Am Sandalismus-Abend brät der stellvertretende VHS-Leiter Tobias Rothenberg Würste für die Besucher. Bratwurst gilt als Mittel, Männer in die Volkshochschule zu locken. Foto: Thomas Sulzyc
Die VHS habe auch darüber nachgedacht, Paare anzusprechen, um Männer zu mobilisieren, verrät Tobias Rothenberg. „Bring‘ dein Mann - zahl‘ die Hälfte!“, sei eine Idee zu einem Slogan gewesen. Am Ende schaffte er es aber nicht in die Kampagne.

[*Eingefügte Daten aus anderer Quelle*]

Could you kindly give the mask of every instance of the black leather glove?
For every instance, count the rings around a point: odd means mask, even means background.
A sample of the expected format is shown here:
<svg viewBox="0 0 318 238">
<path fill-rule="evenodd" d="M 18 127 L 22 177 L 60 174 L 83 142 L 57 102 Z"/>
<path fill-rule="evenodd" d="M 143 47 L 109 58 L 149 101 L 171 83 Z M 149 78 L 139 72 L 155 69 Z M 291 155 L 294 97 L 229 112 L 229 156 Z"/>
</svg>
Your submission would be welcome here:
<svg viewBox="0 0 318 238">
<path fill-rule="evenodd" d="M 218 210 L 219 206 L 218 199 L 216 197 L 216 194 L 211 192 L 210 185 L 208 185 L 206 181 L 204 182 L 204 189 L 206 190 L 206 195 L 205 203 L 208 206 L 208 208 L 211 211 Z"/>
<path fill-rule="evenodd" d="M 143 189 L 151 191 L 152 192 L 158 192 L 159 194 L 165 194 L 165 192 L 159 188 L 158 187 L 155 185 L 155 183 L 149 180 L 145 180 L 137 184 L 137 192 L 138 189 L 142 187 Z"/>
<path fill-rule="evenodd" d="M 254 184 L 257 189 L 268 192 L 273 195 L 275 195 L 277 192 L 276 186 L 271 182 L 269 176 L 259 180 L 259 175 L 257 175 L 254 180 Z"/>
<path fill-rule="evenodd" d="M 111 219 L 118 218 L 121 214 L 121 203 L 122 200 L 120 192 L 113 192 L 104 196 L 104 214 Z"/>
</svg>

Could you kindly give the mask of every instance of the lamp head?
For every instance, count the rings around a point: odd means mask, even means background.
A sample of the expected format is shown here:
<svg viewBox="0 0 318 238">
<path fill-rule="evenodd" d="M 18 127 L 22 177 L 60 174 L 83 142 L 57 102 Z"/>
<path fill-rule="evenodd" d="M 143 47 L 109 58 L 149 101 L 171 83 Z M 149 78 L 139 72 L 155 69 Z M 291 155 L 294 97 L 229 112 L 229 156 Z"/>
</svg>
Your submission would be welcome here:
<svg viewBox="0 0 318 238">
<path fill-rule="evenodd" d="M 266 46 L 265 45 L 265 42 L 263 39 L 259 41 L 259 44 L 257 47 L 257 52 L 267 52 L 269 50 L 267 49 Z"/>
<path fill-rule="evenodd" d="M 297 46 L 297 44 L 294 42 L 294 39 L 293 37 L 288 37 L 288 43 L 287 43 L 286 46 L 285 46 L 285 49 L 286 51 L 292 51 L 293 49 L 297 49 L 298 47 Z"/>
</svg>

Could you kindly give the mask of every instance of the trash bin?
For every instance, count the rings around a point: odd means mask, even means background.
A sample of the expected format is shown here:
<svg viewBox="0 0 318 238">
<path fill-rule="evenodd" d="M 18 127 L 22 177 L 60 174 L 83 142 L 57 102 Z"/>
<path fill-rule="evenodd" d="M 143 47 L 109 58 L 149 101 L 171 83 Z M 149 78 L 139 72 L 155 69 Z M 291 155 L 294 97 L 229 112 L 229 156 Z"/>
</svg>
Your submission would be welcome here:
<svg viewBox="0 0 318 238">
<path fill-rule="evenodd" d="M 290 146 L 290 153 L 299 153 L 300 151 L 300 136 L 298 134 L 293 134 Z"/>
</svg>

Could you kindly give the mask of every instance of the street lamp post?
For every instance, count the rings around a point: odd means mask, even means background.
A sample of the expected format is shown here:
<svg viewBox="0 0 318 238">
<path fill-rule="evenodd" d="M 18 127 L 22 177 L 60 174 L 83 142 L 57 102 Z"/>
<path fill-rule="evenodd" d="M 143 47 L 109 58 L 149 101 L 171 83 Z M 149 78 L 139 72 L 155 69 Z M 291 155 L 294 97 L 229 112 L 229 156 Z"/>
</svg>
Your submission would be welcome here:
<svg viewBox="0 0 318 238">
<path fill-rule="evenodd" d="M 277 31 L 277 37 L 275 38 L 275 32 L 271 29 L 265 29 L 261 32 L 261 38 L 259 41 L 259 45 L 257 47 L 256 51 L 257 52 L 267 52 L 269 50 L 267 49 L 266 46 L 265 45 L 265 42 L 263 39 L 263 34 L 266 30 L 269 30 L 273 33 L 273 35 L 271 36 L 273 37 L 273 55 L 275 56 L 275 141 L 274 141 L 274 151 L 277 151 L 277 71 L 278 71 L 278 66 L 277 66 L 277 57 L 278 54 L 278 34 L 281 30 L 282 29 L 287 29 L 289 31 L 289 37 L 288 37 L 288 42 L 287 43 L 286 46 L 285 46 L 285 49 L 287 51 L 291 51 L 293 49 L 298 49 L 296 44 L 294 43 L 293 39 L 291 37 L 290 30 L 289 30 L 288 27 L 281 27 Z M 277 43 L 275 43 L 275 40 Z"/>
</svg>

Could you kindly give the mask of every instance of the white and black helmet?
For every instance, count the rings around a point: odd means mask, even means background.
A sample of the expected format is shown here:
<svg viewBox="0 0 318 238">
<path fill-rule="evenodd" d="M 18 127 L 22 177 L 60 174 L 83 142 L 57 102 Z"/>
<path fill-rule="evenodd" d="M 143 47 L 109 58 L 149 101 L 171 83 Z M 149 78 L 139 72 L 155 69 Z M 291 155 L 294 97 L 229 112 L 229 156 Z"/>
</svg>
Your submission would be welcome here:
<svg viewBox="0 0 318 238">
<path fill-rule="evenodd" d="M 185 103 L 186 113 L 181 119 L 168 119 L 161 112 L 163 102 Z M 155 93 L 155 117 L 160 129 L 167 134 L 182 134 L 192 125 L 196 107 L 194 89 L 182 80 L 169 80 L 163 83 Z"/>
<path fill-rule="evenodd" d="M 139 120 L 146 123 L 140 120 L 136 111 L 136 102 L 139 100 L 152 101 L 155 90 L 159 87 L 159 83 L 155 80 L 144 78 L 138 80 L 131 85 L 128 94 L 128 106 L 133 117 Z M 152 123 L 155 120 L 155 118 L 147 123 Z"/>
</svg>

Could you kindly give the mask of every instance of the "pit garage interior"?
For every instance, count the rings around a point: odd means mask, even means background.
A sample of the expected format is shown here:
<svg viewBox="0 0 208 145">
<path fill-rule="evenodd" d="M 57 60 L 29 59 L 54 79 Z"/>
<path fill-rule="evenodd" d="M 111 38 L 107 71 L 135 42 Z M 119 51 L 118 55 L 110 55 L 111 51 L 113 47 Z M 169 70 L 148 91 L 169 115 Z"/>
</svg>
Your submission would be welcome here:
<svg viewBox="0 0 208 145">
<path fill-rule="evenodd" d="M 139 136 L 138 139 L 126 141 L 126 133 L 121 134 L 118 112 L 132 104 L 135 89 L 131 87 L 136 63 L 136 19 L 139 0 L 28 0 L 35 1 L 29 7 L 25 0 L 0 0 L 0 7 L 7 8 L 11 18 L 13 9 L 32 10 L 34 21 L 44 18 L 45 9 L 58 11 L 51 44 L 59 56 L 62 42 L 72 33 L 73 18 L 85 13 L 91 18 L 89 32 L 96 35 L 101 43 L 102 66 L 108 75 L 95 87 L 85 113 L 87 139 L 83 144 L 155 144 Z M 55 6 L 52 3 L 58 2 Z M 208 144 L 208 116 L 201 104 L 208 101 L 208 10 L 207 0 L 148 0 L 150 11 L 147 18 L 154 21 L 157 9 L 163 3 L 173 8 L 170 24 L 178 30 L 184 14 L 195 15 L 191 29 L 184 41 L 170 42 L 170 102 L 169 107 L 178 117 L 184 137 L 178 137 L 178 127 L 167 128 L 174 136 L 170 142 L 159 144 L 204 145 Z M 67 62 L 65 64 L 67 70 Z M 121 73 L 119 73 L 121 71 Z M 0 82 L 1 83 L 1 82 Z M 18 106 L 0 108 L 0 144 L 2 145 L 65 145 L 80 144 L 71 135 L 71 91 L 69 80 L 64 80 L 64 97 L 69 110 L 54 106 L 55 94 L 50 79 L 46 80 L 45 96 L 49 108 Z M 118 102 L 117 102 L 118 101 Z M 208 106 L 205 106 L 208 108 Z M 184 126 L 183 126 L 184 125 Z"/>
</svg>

So würde KI Männer ansprechen
Selbst Künstliche Intelligenz (KI) habe die VHS eingespannt. Die berühmte Software ChatGPT sollte einen Vorschlag entwickeln, die Zielgruppe ältere Männer anzusprechen. Das Ergebnis war enttäuschend: „Eine Zeichnung, die eine Gruppe von Männern über 50, meist mit grauen Haaren, zeigt“, sagt Tobias Rothenberg. „Das wäre keine Werbung gewesen.“
Am Ende, nach 100 Minuten Gespräch, steht die Erkenntnis in der Runde: Das Bild von Socken und Sandalen hat Männer bewegt - und kann das männliche Selbstbild nicht in die Krise stürzen.